Microbial pathogens cause devastating infections that threaten our wellbeing, and in some cases, even our survival. According to Koch’s postulates, these pathogens can be isolated from active infections. Once isolated, experimental models can help us get to know our microbial adversaries and how they are so successful in invading and damaging our tissues. To study this impressive arsenal of microbial pathogenicity strategies, we can use a wide range of infection models spanning from infections in laboratory animals (in vivo) to infections of single cell tissues in a culture dish (ex vivo or in vitro). But do these pathogens always show their true face when we examine them in the lab?

Imagine you isolated the opportunistic pathogenic yeast Candida albicans from a patient experiencing devastating chronic infections. As you read up on this organism, you will learn that it is usually an otherwise harmless commensal member of our normal microbiota, which only causes infections when the conditions are right. But don’t be fooled, this otherwise “harmless” microbe boasts a repertoire of virulence mechanisms including adhesins, invasins, proteases, a cytolytic toxin, and can grow in filamentous forms that allow deep tissue invasion. Surprisingly, when infecting epithelial tissues with the clinical isolate ex vivo, no hostile pathogenic activities can be detected. You do not understand why this seemingly harmless pathogen causes so devastating infections in the patient it came from. Exactly this paradox sparked the central question of our study.

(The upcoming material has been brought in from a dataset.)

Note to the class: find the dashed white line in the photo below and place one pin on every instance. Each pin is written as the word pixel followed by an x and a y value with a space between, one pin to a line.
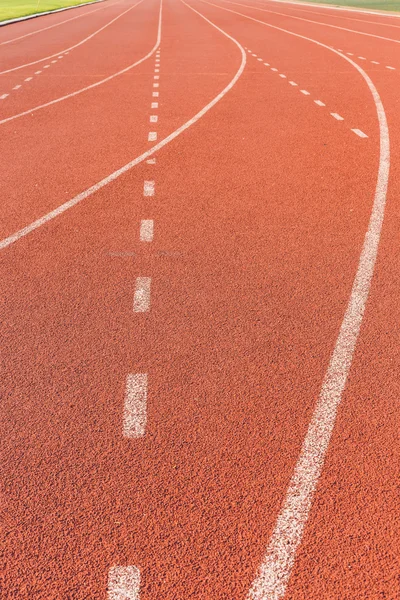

As a commensal that has efficiently co-evolved with us humans as its host, C. albicans is remarkably adapt at sensing and responding to changes in its host environment. Even anticipatory responses to prepare for attack by activated immune defences are not unheard of. While our lab was investigating how C. albicans can sense and anticipate immune mediators, we received feedback suggesting that we should include an inert protein like human serum albumin as a control. In doing so, we found that albumin was anything but inert, and rather exhibits a tremendous potential to boost fungal growth. Intrigued by this, we systematically explored the role of albumin in C. albicans epithelial infections by supplementing it in well-established in vitro infection models.

When performing infections with a range of clinical C. albicans isolates, we found that the presence of albumin enhanced the ability of otherwise avirulent C. albicans strains to cause tissue damage. As we found that even deletion mutants in well-established crucial virulence factors could suddenly exhibit pathogenicity again, we knew that we had to go off the beaten path to unveil a hidden pathogenic potential that standard models failed to capture so far.

Intrigued by the growth-promoting potential of albumin, we studied changes in the fungal metabolism that can accommodate this tremendous increase in growth. One might think that this increased growth was simply the consequence of providing the fungus with extra amino acids, but there was way more behind it. We found that in response to albumin C. albicans undergoes a full metabolic reprogramming. Albumin fuelled amino acid metabolism, increased activity of the tricarboxylic acid cycle, and mitochondrial respiration. In parallel, the glutathione pathway, an important oxidative stress detoxification pathway, was also strongly increased.

Through characterising alterations in gene expression, we were able to observe transcriptionally regulated adaptations leading to increased biofilm formation, as well as the fungal transcription factor STP2 and the protein kinase IRE1 as crucial players regulating amino-acid metabolism and iron metabolic processes respectively. These two genes were crucially linked with the albumin-induced pathogenicity.

With the increased metabolic turnover, the fungus also released a variety of metabolites into its environment, particularly unsaturated fatty acids. One of these, the oxidised lipid 13-hydroxyoctadecadienoic acid (13-HODE), was linked with the ability of albumin to enhance the damage caused by C. albicans. Altogether, albumin seemed to drive increased biofilm formation that releases cytotoxic metabolites in close vicinity of the host epithelium.

In conclusion, our study not only revealed an alternative virulence mechanism of C. albicans, but also provided an explanation for the discrepancy between the in vivo virulence potential of clinical C. albicans isolates and their ability to cause tissue damage ex vivo in experimental models. Furthermore, the study highlights the importance of considering relevant host factors when investigating host-pathogen interactions in vitro.